As a parent, nothing matters more to you than your children and your relationship with them. When you divorce or split up with the other parent, you will need to figure out how to take care of your children and work together as co-parents.
Not everyone is enthusiastic about the prospect of shared custody after a breakup or divorce. Sometimes, one parent will try to get full custody of the children. In such a situation, the parents will likely need to litigate their custody dispute while a judge decides what is best for the children.
Will your prior criminal record have an impact on custody matters?
Certain offenses can impact your rights
As you can probably guess, a conviction with a domestic violence, child abuse or negligence offense could potentially impact your custody proceedings, even if your children were not the people involved in the criminal matter. Some judges will also consider any records of domestic violence that the children witnessed, even if they were not the victims.
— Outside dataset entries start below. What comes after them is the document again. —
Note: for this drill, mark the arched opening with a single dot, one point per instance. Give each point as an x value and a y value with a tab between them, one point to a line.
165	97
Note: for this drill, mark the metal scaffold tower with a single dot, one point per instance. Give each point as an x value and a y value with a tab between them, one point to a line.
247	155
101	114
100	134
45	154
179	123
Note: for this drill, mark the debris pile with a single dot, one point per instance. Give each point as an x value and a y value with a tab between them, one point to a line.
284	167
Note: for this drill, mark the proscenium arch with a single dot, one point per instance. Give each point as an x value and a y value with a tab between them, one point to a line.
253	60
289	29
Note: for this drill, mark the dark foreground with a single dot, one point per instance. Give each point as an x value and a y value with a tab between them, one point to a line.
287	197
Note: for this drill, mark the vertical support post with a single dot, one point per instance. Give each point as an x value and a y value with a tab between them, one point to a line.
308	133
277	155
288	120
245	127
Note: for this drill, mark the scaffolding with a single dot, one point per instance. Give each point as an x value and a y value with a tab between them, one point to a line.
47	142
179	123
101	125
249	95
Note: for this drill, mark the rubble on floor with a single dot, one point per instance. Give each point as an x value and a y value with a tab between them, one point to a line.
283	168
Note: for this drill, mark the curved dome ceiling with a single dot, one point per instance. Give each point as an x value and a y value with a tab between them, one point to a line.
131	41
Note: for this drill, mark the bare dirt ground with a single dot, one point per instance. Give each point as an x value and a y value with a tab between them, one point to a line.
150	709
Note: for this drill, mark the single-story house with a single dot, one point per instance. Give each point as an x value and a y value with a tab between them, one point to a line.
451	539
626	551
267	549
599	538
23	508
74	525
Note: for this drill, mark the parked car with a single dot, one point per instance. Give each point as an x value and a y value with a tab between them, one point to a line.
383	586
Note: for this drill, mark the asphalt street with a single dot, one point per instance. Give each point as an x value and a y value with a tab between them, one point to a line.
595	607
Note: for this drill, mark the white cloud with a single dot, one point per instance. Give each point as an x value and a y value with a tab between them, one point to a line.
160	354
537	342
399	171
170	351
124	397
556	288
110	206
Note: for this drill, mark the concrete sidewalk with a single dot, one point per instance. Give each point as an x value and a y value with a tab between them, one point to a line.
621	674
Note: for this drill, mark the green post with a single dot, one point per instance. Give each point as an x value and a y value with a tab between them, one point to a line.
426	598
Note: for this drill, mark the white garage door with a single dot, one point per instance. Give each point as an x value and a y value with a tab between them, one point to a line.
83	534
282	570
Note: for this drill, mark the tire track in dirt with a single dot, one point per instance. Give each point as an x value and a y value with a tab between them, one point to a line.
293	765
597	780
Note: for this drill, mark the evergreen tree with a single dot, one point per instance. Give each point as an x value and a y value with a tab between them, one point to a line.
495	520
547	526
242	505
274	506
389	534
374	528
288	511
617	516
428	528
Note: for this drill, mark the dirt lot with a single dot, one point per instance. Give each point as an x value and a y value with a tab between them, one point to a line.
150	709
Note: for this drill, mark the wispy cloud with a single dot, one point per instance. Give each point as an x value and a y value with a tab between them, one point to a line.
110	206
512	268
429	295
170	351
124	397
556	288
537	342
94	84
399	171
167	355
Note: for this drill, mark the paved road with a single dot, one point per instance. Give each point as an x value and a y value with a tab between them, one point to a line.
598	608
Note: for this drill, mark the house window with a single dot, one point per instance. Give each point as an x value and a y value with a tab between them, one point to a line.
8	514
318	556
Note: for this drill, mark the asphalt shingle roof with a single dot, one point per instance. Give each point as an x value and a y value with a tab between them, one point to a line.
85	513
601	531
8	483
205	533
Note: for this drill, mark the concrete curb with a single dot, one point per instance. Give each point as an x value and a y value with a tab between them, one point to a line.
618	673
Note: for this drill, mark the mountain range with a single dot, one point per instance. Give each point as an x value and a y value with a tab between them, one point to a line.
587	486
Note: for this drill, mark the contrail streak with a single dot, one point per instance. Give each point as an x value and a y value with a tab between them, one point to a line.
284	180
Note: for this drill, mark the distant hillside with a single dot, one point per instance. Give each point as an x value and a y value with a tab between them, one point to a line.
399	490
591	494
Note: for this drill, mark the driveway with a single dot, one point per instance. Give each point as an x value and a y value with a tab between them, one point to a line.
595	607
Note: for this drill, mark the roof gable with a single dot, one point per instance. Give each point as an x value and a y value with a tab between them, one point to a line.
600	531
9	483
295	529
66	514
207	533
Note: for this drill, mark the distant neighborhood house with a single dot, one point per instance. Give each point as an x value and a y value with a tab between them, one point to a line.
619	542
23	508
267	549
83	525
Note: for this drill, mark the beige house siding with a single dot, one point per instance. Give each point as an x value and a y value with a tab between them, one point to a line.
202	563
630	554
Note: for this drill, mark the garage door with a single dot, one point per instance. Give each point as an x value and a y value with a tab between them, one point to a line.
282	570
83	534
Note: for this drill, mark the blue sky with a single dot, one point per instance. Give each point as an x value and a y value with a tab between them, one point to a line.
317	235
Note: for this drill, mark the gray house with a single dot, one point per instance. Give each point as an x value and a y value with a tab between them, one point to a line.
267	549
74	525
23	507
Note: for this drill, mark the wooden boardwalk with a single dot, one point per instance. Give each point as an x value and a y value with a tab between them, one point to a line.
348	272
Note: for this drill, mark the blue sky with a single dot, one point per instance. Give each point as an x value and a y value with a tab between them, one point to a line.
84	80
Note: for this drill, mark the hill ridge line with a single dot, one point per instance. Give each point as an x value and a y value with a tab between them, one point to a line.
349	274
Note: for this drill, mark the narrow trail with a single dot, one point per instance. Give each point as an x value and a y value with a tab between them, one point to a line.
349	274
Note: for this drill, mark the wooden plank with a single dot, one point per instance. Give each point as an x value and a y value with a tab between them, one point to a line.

A parent does not need a violent criminal record to have their parenting rights at risk in an Arizona custody case. State law allows judges to consider substance abuse offenses like drunk driving charges and drug charges when handling custody matters. There is typically a presumption that a conviction from within the last 12 months will directly impact the custody arrangements a judge creates.
In fact, a criminal conviction isn’t even necessary for allegations of substance abuse to impact your custody rights. There only needs to be evidence that a parent abused drugs or alcohol within the last 12 months for that substance abuse to impact the custody case.
How can you protect your parenting rights?
There are several approaches possible for a parent concerned about losing their custody rights due to their criminal record.
You can prepare evidence about your relationship with the children specifically to show the courts that you would never mistreat them. You can also present evidence about how you have addressed the substance abuse problem or committed to self-improvement after your criminal offense. You may also want to try to settle with your ex outside of court.
Understanding the rules that apply to Arizona custody cases can help you prepare for your day in court.